For persons aged 55 to 64 years, a systolic blood pressure below 140 mm Hg was associated with the lowest incidence of cardiovascular disease, coronary heart disease, stroke, and all-cause mortality, with numerically the highest risk at a systolic blood pressure of 140 to 149 mm Hg, and especially for a systolic blood pressure of 150 mm Hg and higher [1]. The risk of recurrent falls was also increased at systolic blood pressure levels of 150 mm Hg and higher [1].

For persons aged 65 to 74 years, there was a significant increased incidence of cardiovascular disease and of coronary heart disease at systolic blood pressure levels of 150 mm Hg and higher, of stroke at systolic blood pressure levels of 130 mm Hg and higher, and of allcause mortality at systolic blood pressure levels of 140 mm Hg and higher [1]. In this age group, systolic blood pressure was not associated with recurrent falls [1].

For persons aged 75 years and older, there was a significant increased incidence of cardiovascular disease, coronary heart disease, and stroke at systolic blood pressure levels of 140 mm Hg and higher [1]. The incidence of cardiovascular disease, coronary heart disease, stroke, all-cause mortality, and recurrent falls was significantly increased at systolic blood pressure levels below 120 mm Hg [1].

These data from the REGARDS study support the recommendations from the American College of Cardiology Foundation 2011 expert consensus document on hypertension in the elderly [2]. These guidelines recommend reducing the systolic blood pressure to less than 140 mm Hg in persons with hypertension aged younger than 80 years and to 140 to 145 mm Hg if tolerated in persons aged 80 years and older [2]. The European Society of Hypertension/European Society of Cardiology 2013 guidelines recommend reducing the systolic blood pressure in fit persons younger than 80 years to less than 140 mm Hg and in persons aged 80 years and older to between 140 and 150 mm Hg [3].

I disagree strongly with the 2014 guidelines report from the Eighth Joint National Committee (JNC 8) which recommends reducing the systolic blood pressure to less than 150 mm Hg in persons aged 60 years and older with hypertension without diabetes mellitus or chronic kidney disease [4]. I agree with the JNC 8 minority report which recommends that the systolic blood pressure goal should be less than 140 mm Hg in persons with hypertension younger than 80 years without diabetes mellitus or chronic kidney disease [5]. The data from the REGARDS study [1] support this recommendation.

Older persons with hypertension have the lowest rates of adequate blood pressure control and the highest incidence of cardiovascular events.
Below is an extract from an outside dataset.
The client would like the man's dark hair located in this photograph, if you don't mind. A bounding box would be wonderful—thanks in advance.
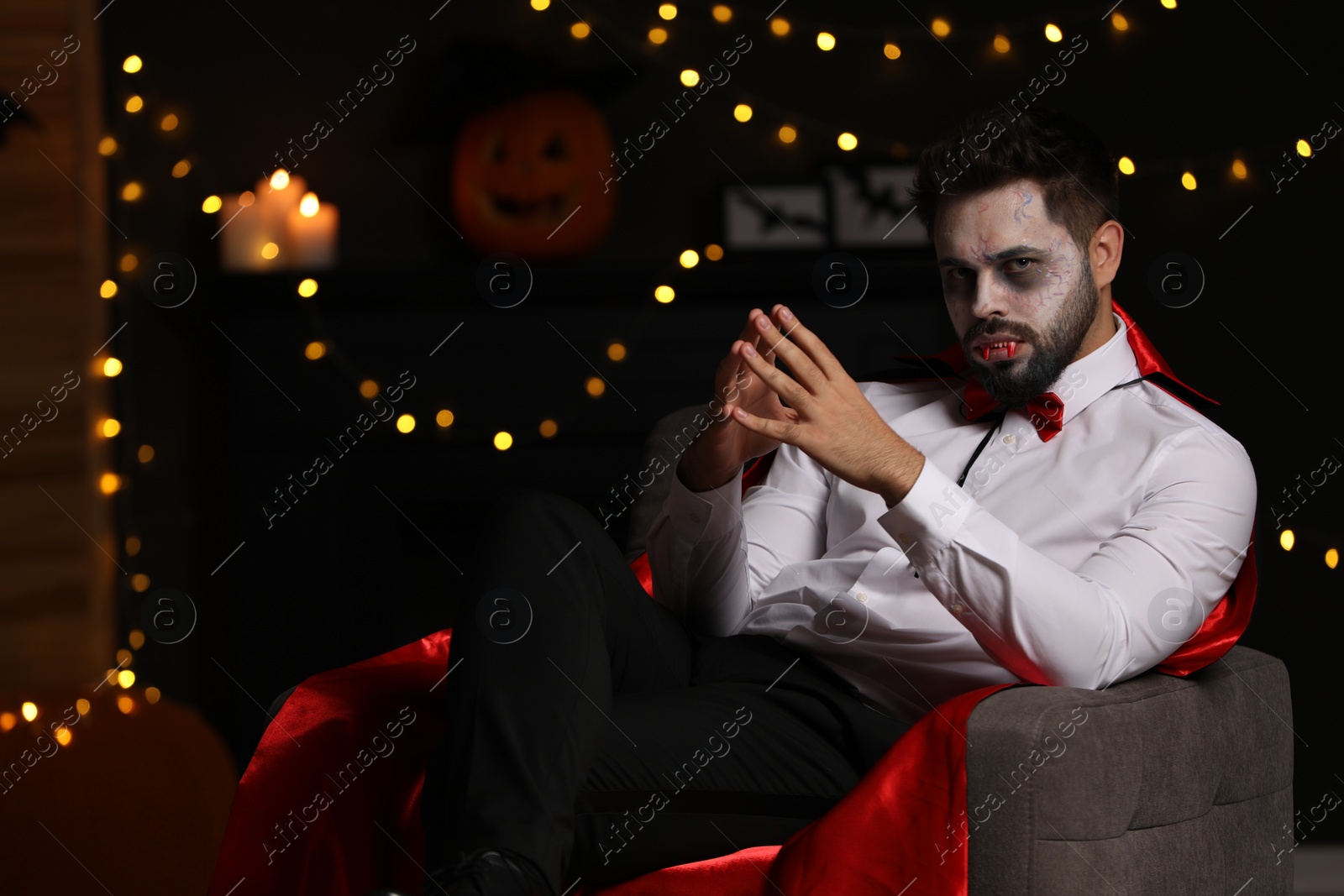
[910,106,1120,254]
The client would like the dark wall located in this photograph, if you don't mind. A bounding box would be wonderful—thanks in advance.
[99,0,1344,840]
Blood pressure is adequately controlled in 36% of men and 28% of women aged 60 to 79 years and in 38% of men and 23% of women aged 80 years and older [6]. I am very much concerned that the higher systolic blood pressure goal in persons aged 60 years and older without diabetes mellitus or chronic kidney disease recommended by the JNC 8 guidelines will lead to a higher incidence of cardiovascular events and mortality.